Schiffbruch mit optimistischer Botschaft

Mnouchkine bei den Wiener Festwochen

Sie gilt als große Magierin des europäischen Theaters und entführt ihr Publikum seit bald fünf Jahrzehnten in eine sinnliche Welt, in der sich eindrucksvolle Choreographien, Sprache und Musik zum Gesamtkunstwerk vereinen. In diesem Jahr gastiert Ariane Mnouchkine mit ihrem Théatre du Soleil bereits zum vierten Mal bei den Wiener Festwochen.

Mit im Gepäck hat sie ihre neueste Produktion "Les Naufragés du Fol Espoir" - auf Deutsch "Schiffbruch mit verrückter Hoffnung". Ein knapp vierstündiges Theatererlebnis, das am Sonntag, 20. Mai 2012, erstmals im deutschsprachigen Raum gezeigt worden ist.

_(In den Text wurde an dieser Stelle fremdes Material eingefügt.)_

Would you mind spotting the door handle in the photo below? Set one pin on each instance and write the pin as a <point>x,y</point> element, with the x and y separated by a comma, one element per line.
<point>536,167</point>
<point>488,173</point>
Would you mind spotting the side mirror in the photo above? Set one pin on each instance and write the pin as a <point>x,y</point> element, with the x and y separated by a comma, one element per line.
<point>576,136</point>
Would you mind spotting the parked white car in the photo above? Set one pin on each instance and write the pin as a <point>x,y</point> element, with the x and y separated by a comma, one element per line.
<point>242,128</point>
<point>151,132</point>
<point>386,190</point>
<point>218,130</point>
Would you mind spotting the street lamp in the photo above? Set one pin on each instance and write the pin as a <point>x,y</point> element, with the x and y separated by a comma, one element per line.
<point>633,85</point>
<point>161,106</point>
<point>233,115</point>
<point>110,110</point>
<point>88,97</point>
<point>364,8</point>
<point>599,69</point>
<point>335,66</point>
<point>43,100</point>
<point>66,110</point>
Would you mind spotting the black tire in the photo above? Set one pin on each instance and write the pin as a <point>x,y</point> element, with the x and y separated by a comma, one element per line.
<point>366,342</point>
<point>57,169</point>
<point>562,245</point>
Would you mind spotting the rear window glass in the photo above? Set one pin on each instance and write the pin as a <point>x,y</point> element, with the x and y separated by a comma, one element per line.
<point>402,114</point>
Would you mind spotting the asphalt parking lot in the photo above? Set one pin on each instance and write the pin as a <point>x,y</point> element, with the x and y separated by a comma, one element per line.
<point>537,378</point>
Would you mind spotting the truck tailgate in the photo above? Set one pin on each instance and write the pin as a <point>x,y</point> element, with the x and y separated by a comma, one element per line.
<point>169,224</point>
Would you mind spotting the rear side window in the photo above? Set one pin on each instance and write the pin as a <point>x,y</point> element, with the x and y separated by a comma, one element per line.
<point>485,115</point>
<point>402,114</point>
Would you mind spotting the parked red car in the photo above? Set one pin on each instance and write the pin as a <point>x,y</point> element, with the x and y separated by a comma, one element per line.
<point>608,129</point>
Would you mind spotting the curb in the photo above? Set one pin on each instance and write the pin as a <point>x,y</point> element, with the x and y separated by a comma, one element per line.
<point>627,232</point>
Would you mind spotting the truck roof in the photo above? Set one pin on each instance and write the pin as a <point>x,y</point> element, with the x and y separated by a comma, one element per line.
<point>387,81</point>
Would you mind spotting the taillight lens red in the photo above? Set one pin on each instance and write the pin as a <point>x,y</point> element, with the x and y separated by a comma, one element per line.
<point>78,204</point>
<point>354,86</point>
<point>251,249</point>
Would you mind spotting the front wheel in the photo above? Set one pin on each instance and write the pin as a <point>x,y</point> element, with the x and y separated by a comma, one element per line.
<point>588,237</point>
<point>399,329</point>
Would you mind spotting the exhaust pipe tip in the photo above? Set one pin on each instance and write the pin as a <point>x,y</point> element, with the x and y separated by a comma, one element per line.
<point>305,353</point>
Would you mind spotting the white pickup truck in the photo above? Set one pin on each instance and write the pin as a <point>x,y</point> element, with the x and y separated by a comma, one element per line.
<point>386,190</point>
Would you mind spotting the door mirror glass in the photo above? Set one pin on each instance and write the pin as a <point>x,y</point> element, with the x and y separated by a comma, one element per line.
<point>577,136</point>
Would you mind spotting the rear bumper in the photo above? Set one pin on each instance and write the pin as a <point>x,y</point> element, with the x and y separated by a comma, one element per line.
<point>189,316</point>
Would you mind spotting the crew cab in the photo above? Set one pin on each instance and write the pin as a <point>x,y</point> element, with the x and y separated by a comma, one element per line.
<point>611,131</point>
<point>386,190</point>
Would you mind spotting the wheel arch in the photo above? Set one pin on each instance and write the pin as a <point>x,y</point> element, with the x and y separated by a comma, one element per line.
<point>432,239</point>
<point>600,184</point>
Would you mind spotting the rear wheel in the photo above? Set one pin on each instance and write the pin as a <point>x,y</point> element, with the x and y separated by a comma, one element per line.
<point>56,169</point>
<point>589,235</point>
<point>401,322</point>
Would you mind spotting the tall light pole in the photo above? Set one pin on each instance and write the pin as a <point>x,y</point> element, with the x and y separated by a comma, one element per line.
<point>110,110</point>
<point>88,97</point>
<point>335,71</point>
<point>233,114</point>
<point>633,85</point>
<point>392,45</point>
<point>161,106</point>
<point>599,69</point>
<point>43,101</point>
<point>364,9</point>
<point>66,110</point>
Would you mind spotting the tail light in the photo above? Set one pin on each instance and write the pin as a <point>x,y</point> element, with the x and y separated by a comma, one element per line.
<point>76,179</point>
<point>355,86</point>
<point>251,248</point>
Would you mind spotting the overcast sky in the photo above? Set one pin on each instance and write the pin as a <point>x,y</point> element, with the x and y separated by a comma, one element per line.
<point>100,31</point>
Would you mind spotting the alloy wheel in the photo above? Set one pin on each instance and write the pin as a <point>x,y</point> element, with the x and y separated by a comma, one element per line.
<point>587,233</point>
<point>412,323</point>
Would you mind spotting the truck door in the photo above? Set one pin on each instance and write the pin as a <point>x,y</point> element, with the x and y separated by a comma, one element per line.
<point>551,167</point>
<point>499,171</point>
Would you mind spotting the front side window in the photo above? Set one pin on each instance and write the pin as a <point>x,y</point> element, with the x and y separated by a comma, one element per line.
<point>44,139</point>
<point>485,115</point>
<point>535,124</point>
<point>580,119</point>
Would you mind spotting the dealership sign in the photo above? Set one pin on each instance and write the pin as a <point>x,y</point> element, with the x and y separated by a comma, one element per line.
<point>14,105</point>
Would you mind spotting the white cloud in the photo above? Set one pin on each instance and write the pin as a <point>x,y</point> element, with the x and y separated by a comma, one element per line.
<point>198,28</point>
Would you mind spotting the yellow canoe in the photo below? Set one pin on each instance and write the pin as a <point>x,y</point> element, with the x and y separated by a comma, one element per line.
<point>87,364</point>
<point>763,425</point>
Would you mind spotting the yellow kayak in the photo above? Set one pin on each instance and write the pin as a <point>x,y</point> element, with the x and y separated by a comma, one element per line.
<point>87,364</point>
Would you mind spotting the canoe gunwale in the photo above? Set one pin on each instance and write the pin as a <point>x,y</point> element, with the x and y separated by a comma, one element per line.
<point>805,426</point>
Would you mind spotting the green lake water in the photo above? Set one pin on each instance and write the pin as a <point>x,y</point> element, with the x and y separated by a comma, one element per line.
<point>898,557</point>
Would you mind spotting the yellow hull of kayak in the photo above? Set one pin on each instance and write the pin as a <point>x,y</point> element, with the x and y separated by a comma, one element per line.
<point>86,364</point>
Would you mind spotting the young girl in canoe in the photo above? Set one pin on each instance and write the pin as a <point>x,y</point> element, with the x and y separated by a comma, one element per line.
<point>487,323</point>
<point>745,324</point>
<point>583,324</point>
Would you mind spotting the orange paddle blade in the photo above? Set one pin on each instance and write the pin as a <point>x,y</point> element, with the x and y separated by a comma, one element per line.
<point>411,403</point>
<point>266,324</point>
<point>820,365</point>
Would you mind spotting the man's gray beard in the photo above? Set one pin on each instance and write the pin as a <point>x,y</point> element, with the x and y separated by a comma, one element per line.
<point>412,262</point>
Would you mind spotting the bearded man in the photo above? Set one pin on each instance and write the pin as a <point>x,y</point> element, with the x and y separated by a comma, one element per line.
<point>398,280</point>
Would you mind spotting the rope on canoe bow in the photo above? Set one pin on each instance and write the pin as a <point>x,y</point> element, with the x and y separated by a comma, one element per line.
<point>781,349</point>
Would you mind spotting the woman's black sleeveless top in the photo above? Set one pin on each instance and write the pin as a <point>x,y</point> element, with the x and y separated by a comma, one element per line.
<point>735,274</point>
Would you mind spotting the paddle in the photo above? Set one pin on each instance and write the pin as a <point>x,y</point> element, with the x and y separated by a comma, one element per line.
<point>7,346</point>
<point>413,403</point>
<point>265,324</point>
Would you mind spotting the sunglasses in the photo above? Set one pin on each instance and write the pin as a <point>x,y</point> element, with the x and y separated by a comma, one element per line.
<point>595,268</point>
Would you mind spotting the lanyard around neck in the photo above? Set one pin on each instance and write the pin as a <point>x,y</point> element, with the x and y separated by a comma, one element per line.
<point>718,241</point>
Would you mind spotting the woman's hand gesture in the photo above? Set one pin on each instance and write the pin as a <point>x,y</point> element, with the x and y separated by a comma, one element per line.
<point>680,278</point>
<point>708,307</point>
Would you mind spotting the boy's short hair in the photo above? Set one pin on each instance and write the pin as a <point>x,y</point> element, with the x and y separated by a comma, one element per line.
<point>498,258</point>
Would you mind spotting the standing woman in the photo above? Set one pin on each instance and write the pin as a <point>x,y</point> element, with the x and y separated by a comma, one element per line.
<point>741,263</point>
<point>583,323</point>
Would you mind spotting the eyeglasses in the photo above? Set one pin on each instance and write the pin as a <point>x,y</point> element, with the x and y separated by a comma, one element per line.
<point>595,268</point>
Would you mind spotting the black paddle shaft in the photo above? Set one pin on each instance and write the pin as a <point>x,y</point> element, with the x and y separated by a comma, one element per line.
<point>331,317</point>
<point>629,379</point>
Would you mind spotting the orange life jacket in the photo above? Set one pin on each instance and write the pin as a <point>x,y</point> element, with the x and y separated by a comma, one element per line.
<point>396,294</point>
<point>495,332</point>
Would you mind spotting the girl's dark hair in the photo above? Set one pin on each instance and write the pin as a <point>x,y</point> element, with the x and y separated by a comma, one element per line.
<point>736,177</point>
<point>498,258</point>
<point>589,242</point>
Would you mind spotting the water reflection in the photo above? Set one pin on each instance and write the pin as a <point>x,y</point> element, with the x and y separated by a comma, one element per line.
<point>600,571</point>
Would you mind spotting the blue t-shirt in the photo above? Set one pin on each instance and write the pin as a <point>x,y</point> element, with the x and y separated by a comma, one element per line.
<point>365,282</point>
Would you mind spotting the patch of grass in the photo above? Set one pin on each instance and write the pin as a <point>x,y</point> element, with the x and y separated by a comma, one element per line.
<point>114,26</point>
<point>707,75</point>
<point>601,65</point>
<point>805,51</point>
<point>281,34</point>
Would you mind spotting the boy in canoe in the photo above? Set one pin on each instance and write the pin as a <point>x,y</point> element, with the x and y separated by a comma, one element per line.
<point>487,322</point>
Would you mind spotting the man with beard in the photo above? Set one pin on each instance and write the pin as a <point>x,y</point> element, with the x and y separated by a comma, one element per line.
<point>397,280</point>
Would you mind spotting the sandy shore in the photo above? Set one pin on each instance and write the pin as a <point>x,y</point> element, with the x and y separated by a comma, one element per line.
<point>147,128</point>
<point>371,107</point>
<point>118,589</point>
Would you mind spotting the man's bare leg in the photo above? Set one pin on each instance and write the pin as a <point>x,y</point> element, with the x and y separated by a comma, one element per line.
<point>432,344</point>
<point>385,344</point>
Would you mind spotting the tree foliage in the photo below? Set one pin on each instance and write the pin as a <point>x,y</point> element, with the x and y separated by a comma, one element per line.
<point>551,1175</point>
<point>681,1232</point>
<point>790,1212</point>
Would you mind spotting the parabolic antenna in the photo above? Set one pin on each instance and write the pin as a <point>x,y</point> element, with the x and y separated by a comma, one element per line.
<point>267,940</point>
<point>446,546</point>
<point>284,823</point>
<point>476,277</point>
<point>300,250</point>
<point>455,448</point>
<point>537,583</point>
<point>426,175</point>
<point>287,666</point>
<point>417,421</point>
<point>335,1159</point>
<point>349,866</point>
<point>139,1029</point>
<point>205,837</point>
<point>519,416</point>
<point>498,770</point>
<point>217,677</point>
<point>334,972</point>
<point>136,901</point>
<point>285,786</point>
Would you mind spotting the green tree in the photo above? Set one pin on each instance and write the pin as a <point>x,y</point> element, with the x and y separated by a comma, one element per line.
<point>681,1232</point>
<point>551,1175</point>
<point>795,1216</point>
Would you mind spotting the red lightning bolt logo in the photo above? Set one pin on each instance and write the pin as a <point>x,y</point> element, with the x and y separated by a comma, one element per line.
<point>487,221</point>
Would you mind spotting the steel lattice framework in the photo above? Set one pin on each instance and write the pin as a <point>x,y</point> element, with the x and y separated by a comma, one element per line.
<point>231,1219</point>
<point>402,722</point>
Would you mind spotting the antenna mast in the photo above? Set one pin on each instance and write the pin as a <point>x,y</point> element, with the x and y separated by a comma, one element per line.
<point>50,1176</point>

Kultur aktuell, 21.05.2012

Verschachtelte Rahmenhandlung

Auf der Bühne herrscht geschäftiges Treiben. Die rund 36 Akteure des Théatre du Soleil sind fast ständig in Bewegung. Sie schlüpfen in verschiedene Rollen, sind einmal Hauptdarsteller, dann wieder Komparsen, verschieben Kulissen, hantieren mit Windmaschine und Scheinwerfer, zaubern mit einfachen, aber effektvollen Mitteln die Wetterkapriolen der antarktischen Schneewüste auf die Bühne, oder aber - wie in der Schlüsselszene des Stücks - einen Schiffbruch. Die Theatermaschine läuft also, die Bühne wird zum bewegten Wimmelbild, das über weite Strecken das Making Off eines Stummfilms zeigt, einen "Film im Stück" sozusagen.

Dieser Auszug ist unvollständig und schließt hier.